I was riding my bike on the American River Parkway, just after the bike/pedestrian bridge crosses the river near C Street. I saw that someone had ripped open full trash bags from the public garbage cans and strewn them across the trail. As I wove my way through the trash I could smell feces and I realized there was a man in full mental breakdown talking to himself about 20 feet off the trail. When he saw me he started swearing the usual derogatory terms for women.
I kept riding, not because I felt at risk, but because I am not equipped to handle his crisis. In the last few years I know mental illness is not a character flaw or demon possession. For the first time I thought of it in the same terms as someone having a heart attack. I would not just keep pedaling. But, who do you call in such a situation?
The Sacramento papers have had too many stories about police responding to a call and shooting unarmed mentally ill persons. I did not want this person to come to harm. And he is not a criminal. Yet, I could not pass by without calling someone because I did worry he might hurt himself.

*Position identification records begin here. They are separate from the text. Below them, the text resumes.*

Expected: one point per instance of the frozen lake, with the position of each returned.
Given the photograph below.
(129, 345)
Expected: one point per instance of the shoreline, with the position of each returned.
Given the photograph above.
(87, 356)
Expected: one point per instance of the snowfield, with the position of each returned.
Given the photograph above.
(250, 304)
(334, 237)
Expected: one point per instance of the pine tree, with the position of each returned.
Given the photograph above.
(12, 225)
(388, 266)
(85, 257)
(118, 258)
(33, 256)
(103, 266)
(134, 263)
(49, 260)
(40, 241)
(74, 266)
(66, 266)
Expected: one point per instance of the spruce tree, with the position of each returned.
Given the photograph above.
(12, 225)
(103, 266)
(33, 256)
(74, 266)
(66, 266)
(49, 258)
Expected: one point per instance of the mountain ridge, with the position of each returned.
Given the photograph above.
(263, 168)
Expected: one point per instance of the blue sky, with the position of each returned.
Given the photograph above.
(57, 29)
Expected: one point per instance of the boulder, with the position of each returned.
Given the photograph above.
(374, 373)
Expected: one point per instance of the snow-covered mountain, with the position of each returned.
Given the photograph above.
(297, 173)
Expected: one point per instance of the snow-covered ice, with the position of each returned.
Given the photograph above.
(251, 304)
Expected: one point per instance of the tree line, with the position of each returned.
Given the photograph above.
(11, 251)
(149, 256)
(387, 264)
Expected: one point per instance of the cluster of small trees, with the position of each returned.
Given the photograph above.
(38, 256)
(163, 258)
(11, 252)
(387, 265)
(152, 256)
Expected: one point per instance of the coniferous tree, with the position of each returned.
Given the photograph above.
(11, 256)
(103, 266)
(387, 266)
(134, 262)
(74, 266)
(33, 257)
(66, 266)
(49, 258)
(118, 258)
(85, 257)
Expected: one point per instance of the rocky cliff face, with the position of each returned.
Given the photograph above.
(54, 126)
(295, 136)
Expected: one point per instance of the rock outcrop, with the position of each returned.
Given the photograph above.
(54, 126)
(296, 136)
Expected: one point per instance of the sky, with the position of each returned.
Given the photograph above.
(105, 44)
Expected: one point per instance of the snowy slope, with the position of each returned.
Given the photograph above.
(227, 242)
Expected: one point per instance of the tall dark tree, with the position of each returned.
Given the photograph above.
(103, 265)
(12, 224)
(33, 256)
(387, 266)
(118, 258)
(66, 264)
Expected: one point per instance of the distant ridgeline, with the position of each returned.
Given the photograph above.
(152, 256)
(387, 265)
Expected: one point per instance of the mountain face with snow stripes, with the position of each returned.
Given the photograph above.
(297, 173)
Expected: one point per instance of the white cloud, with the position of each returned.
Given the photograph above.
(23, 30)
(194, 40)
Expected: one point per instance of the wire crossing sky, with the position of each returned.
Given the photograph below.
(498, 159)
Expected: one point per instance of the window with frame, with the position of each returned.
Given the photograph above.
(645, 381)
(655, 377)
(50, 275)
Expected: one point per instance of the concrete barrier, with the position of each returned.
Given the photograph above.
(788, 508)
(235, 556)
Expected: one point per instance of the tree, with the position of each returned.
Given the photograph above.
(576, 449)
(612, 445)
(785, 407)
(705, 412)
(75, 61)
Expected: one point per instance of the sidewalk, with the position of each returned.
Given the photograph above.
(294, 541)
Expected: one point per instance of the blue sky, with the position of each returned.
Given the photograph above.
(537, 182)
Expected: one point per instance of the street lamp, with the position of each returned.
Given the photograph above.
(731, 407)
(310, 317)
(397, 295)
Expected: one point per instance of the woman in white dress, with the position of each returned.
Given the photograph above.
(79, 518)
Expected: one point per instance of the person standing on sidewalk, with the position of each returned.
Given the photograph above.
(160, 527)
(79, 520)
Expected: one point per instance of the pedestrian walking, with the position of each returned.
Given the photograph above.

So I called my two friends who advocate for the mentally ill. I reached Stephanie and she had a couple of suggestions to try before calling 9-1-1. Unfortunately, Loaves and Fishes that is located closest to the person in crisis is open from 8-3 Monday through Friday and not on a Saturday of a three-day weekend. I called 2-1-1, which is the 9-1-1 line for social services. From the menu choices I could tell that this is a great place to call for housing or food for your child under 5, but not for a full-blown meltdown. Then I called the mental health crisis hotline and the woman said she could only help if she could speak to the person directly and get their permission to offer services.
I believe this is the way the law is written to protect the rights of the mentally ill from being locked up in an asylum or forced into treatment. If you have lived in any urban center for long you know when there is someone who is talking incoherently and hitting themselves and walking around nonsensically, that this person is not in a position to talk into a phone to someone who is trying to find them the correct program. Clearly our system is effed up.
My only option remaining was to call 9-1-1. When I called the first operator established the reason for my call and the man’s location and then patched me through to Sacramento Police Department. I found myself holding my breath. I really was not sure I was doing the right thing for the man. I had a hard time explaining his location since the dispatcher was clearly unfamiliar with the bike trail. Ultimately she said she had the information she needed. I was a few miles away by now. Coincidentally I heard sirens immediately and it gave me chills. I would hope the responders who took the call would not use their sirens. I would like to think they have some kind of training for dealing with someone with mental illness.
Why is it that if someone on the trail was having a heart attack and I called 9-1-1 they would send an ambulance, but with mental illness they sent the police. And the police most often take the person to jail. This man, caucasian early 30s, was somebody’s son, somebody’s brother. And even if he is completely alone in the world, he is a child of God.
What is a good Samaritan to do?
P.S. I wrote this 5 months ago and waited to publish it. I wanted to be able to offer some kind of solution. Then today The Sacramento Bee started a series by Cynthia Hubert on homelessness and mental illness. I am going to move back some of my posts to focus on the issues brought up by this series.